# The famous task of Thales

Here, after the big problems, the resolution of which has been going on for centuries, we note a few more small, but very exciting in their simplicity questions that were once worthy of really great mathematicians, but now reduced to the level of almost childish problems.

One of the most ancient tasks was the calculation of the height of the Egyptian pyramid by the length of its shadow made by **Thales** (VII – VI centuries BC). Most likely, this was done at a time of day when the length of the shadow is equal to the height of the object casting it. But it is also possible that the brilliant student of the Egyptian priests already knew how to use the sign of the likeness of triangles.

If the height of the pyramid is denoted by the inevitable *x* (Fig. 1), the length of its shadow by means of *a*, the height of the column by 1, and the length of the shadow cast by it by *b*, then, of course,

From here:

This is all just now so amazingly simple, but what a wonderful discovery it was for its time!

Thales, upon returning to Greece, solved the well-known problem of determining the distance of the ship from the coast.

Let the ship be at point K (Fig. 1), and at point *A* a marina.
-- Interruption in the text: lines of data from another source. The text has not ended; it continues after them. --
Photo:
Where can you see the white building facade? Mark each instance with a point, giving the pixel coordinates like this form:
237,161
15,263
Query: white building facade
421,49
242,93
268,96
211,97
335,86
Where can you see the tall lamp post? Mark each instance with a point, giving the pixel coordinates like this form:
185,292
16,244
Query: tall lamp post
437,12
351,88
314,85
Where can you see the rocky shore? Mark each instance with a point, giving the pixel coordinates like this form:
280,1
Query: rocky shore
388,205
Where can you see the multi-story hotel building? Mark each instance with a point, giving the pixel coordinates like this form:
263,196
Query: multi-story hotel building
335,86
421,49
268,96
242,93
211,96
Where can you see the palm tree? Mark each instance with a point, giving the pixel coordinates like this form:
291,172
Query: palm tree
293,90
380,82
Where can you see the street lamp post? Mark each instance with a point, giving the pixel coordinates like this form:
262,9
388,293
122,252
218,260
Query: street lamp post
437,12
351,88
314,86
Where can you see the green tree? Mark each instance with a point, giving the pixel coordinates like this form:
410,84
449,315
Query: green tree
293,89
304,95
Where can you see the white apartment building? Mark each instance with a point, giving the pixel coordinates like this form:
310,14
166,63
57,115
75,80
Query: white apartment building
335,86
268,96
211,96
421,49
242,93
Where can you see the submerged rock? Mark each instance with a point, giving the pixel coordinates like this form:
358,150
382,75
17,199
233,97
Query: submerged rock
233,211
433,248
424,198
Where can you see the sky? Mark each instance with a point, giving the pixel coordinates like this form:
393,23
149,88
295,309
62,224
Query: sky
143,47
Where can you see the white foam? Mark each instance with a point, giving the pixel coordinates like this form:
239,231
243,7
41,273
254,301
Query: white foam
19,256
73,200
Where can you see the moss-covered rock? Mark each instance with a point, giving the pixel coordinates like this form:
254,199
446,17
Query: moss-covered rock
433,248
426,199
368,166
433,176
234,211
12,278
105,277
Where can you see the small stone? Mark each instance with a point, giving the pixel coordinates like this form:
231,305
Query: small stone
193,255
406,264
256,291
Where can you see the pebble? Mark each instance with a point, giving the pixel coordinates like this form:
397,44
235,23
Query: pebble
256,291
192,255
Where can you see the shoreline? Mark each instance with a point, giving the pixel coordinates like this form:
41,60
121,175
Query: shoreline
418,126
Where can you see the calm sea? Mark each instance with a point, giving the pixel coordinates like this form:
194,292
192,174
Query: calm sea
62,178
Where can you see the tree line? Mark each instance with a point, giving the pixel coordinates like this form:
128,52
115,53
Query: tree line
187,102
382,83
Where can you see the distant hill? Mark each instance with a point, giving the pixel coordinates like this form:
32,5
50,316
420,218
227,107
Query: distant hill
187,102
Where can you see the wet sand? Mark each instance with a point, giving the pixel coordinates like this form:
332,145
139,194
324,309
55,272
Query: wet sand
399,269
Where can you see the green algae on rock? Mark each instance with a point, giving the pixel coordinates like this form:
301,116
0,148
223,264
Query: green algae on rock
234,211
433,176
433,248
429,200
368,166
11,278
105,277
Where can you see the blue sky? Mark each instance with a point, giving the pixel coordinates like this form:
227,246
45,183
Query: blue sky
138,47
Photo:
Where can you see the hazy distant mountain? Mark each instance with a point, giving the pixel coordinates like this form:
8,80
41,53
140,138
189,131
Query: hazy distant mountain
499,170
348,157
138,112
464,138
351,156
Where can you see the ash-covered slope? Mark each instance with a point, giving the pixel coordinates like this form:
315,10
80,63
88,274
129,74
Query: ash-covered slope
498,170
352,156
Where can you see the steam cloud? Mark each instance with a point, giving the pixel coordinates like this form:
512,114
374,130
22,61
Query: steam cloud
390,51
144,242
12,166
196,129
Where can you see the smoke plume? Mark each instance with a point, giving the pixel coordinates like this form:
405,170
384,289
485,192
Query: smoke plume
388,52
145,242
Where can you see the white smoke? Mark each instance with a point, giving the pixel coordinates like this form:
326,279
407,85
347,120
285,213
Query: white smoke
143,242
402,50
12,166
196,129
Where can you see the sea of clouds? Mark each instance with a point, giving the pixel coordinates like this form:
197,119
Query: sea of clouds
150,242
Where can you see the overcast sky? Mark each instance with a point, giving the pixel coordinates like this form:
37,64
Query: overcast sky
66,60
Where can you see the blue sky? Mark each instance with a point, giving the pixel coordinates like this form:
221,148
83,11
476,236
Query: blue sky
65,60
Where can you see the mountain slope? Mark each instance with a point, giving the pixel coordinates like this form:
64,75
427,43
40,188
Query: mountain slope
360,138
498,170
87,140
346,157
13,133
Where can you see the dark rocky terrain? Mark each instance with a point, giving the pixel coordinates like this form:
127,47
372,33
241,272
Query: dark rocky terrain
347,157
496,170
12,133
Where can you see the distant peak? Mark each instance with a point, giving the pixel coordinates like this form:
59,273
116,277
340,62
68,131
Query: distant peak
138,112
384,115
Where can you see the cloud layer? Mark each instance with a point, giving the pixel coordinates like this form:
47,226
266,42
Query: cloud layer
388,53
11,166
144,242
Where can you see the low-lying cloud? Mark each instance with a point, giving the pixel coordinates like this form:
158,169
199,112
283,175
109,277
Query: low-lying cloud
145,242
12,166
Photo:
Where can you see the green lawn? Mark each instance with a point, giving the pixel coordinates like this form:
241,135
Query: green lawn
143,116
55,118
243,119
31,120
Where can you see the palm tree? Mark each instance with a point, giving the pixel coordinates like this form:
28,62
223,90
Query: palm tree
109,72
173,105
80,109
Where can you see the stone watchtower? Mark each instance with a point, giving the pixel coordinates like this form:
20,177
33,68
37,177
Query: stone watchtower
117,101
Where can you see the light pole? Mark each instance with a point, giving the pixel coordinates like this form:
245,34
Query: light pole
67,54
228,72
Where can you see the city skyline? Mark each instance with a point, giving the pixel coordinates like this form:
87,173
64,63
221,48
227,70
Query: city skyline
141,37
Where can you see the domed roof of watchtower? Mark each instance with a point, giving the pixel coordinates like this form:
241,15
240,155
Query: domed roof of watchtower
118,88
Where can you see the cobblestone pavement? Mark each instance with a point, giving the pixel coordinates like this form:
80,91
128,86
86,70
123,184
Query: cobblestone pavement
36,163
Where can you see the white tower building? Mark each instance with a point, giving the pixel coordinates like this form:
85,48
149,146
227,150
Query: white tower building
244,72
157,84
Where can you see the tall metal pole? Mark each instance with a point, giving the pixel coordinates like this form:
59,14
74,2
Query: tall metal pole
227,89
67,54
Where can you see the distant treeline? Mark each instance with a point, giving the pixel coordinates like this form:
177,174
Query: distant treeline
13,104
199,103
It is necessary to determine the spacecraft distance.

Having built a right angle at point *A*, Thales laid down two equal segments along the coast: *AB = BC*. At point *C*, he again built a right angle and walked along the perpendicular *CD* until he reached the point from which *K* (ship) and B were visible lying on the same straight line *KBD*.

The triangle *BCD* is equal to the triangle *AKB*, therefore, *CD = AK*.

The *CD* segment could, of course, be directly and accurately measured.

In the memory of centuries there remained the moment when a person took possession of a space inaccessible to his legs, to his hands and to his measuring hole.